Stockpile skew

  • Weekly update
  • 2 minute read

Markets

  • Global equity markets had a strong week in GBP terms, with Europe leading the way (+2.69%), followed by Emerging Markets (+2.62%), then the UK (+2.35%), the US (+2.14%), and Japan (+1.33%).
  • UK gilts fell (-1.17%), along with corporate bonds ( 0.60%). European and US government bonds fell in local terms (-0.20% and -0.52% respectively).
  • GBP appreciated +0.02% vs USD, +0.04% vs EUR and +0.85% vs JPY.
  • In USD terms, the oil price rose +4.89% while gold fell 0.54%.

Macro

  • The UK PMIs diverged amidst Brexit uncertainty, with services in contractionary territory whilst manufacturing rose to a 13 month high of 55.1 from 52.1. However, strength appears to be down to stockpiling ahead of the expected March Brexit deadline. The UK must present the EU with a way forward on Wednesday night, and agree on what extension the UK wishes to proceed with, bearing in mind that a longer deadline raises the prospect of a general election.
  • China’s manufacturing PMI returned to expansionary territory for the first time in four months. The Caixin PMI expanded to 50.8 from 49.9 in February. The survey results offer an indication of activity in the largest component of the Chinese economy, signalling that government stimulus delivered in early 2019 is starting to feed through to the economy. Stronger Chinese economic sentiment has helped buoy equity markets, in particular boosting Emerging Markets and Europe.
  • After a soft February report, the March US labour market report showed a rebound in the data. The US added a further 196k jobs in March whilst wage growth remained strong at 3.2%. The improved data helped ease concerns over an economic slowdown. However this data is at odds with the market, which is pricing in rate cuts in 2019. The expectation that the Fed will keep monetary policy accommodative has been a key support to markets so far this year.
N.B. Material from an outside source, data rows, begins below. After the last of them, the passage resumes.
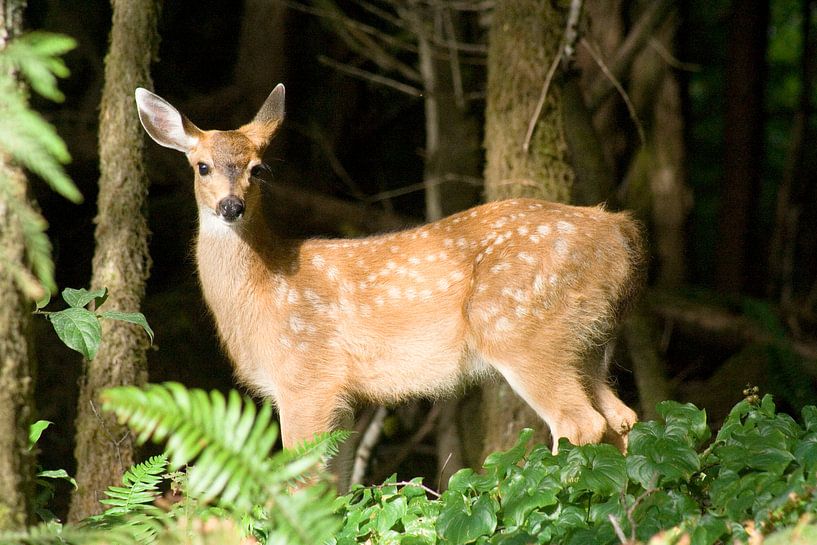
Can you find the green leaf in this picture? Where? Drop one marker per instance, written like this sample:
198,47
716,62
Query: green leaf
461,522
498,462
391,512
79,329
598,469
57,474
35,431
79,298
684,421
131,317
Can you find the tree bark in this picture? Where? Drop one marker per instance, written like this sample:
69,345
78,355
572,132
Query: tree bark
121,261
16,356
739,262
525,37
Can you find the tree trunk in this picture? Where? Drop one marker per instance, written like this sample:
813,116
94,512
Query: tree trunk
524,39
743,138
121,262
16,356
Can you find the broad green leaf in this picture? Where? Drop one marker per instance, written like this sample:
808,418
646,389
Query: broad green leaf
498,462
79,329
57,474
79,298
598,469
460,522
684,420
467,479
391,512
131,317
35,431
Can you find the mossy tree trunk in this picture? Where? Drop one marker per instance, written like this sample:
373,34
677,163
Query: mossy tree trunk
121,261
525,37
16,363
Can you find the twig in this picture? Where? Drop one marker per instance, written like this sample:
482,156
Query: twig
409,483
617,84
370,76
456,71
412,443
367,443
653,15
670,59
405,190
617,528
541,102
565,53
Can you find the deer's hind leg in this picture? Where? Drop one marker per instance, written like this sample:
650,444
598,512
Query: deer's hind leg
549,378
620,418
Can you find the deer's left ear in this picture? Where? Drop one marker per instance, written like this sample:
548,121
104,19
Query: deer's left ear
266,122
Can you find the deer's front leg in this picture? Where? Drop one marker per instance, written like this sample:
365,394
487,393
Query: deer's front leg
302,416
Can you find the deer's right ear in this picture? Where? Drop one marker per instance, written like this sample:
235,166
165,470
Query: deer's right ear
164,123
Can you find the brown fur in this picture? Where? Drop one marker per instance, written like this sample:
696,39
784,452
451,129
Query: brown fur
528,288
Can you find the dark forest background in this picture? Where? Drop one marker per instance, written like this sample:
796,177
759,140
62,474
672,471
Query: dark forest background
737,306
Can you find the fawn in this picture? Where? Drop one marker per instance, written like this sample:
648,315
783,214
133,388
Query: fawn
527,288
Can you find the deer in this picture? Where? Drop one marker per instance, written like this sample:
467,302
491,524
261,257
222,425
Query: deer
527,289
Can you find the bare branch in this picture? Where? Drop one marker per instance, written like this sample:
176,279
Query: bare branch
456,72
617,84
540,104
361,39
371,76
405,190
565,53
367,443
653,15
671,60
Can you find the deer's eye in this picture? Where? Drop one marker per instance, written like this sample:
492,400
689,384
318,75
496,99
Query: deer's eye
258,170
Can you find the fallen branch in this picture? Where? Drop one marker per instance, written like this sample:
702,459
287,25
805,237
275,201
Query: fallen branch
729,327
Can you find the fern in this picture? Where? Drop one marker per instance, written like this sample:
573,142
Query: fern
229,443
27,140
55,533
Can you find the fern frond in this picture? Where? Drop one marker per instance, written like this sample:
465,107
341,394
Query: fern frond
141,487
229,441
36,56
54,533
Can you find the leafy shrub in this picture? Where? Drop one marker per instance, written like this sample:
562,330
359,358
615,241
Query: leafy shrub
756,476
756,480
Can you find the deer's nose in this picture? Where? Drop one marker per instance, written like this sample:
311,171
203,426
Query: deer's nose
230,208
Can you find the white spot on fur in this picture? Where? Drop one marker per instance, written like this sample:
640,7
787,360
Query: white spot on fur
503,324
526,257
292,296
538,283
560,247
499,267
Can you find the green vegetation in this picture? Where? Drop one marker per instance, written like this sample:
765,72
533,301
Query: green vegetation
28,141
758,477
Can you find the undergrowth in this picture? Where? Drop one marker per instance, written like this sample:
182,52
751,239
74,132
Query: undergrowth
219,481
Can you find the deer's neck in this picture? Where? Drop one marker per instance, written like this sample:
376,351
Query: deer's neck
236,262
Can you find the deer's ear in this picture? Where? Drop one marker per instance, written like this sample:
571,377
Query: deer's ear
164,123
268,119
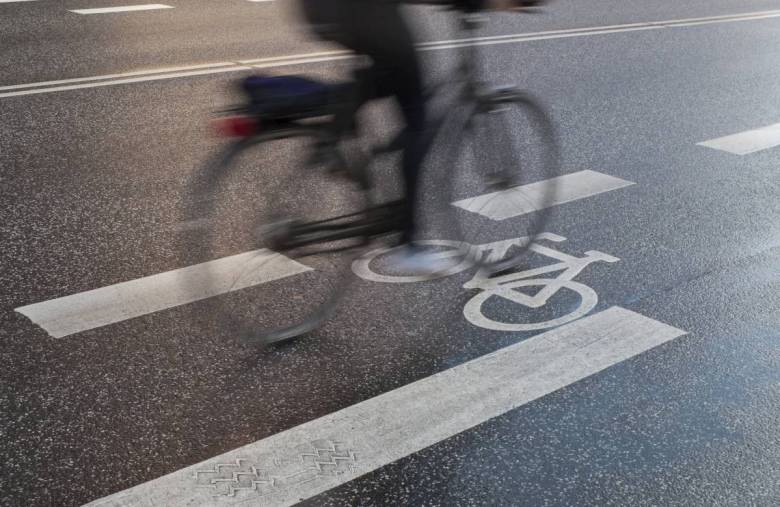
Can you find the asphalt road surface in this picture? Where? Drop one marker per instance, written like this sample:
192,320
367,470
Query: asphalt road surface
651,378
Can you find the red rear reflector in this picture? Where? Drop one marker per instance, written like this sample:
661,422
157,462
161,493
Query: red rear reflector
237,126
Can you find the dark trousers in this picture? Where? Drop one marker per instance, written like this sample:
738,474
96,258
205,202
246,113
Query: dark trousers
378,30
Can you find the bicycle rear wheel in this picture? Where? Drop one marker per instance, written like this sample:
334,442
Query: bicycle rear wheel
502,161
243,208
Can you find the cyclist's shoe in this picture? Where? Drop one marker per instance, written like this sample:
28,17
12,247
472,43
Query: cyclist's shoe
411,260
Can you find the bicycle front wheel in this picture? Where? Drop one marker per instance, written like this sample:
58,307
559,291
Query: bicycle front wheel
267,288
502,172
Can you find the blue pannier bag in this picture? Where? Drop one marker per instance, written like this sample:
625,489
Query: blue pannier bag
287,96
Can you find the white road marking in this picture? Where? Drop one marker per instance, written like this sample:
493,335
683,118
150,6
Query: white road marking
747,142
314,457
529,198
163,70
327,56
107,305
123,8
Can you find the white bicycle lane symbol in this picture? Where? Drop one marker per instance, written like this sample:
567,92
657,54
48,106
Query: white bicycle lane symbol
504,286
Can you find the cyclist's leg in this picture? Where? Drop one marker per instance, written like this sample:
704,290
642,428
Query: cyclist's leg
385,37
379,31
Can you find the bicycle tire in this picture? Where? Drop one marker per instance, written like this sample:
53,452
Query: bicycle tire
239,203
494,162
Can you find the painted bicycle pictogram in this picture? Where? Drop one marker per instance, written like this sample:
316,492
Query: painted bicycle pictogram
505,286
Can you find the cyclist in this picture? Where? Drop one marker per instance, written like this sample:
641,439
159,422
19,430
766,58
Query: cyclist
378,30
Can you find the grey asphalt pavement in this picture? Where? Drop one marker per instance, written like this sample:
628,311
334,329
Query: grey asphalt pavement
93,183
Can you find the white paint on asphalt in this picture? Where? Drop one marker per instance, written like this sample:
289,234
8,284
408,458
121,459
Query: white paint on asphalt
747,142
327,56
122,8
532,197
322,454
163,70
108,305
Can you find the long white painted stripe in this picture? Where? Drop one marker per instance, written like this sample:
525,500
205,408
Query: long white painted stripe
319,455
747,142
107,305
122,8
147,72
325,56
529,198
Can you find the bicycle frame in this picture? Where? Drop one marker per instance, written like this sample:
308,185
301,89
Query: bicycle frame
378,220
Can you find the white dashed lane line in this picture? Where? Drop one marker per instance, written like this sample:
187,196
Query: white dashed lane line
532,197
745,143
115,303
123,8
72,314
322,454
327,56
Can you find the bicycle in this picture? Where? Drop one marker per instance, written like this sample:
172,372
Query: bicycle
325,221
504,286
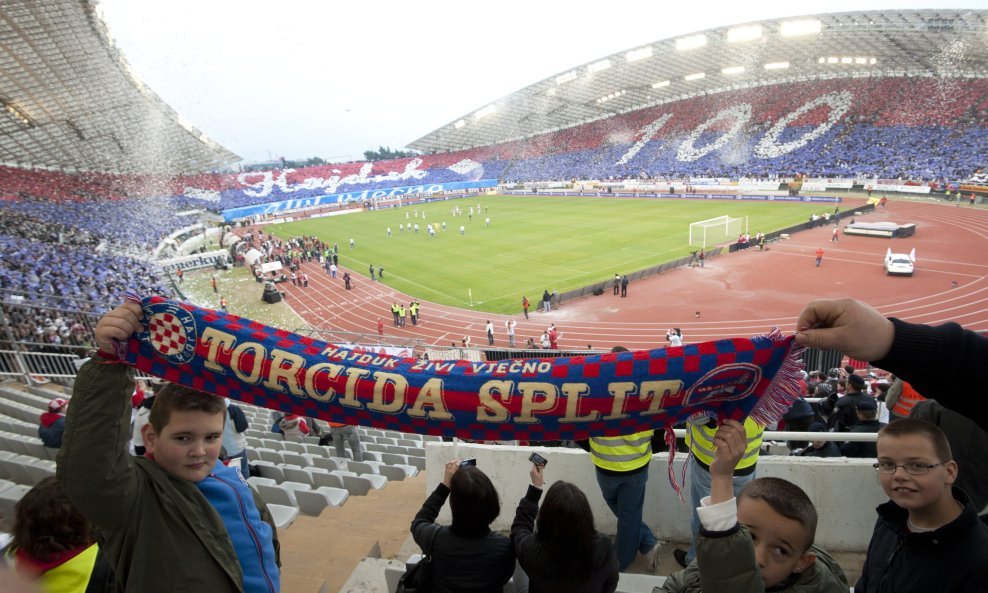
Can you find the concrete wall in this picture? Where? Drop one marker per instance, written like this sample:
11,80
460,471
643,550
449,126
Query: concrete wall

While comments from the Fed indicate rates are likely to be on hold this year, strength in the labour market makes rate cuts less likely.

Our view

  • Global growth has weakened somewhat from elevated levels. We expect earnings growth to remain positive with weaker inflationary pressure and interest rates remaining on hold.
  • Despite elevated geopolitical risk, we believe this is an environment favouring equities over bonds.
  • Within our regional equity allocation, we are cautious on UK equities and favour those regions most attractively positioned to benefit from the improvement in the global growth dynamic.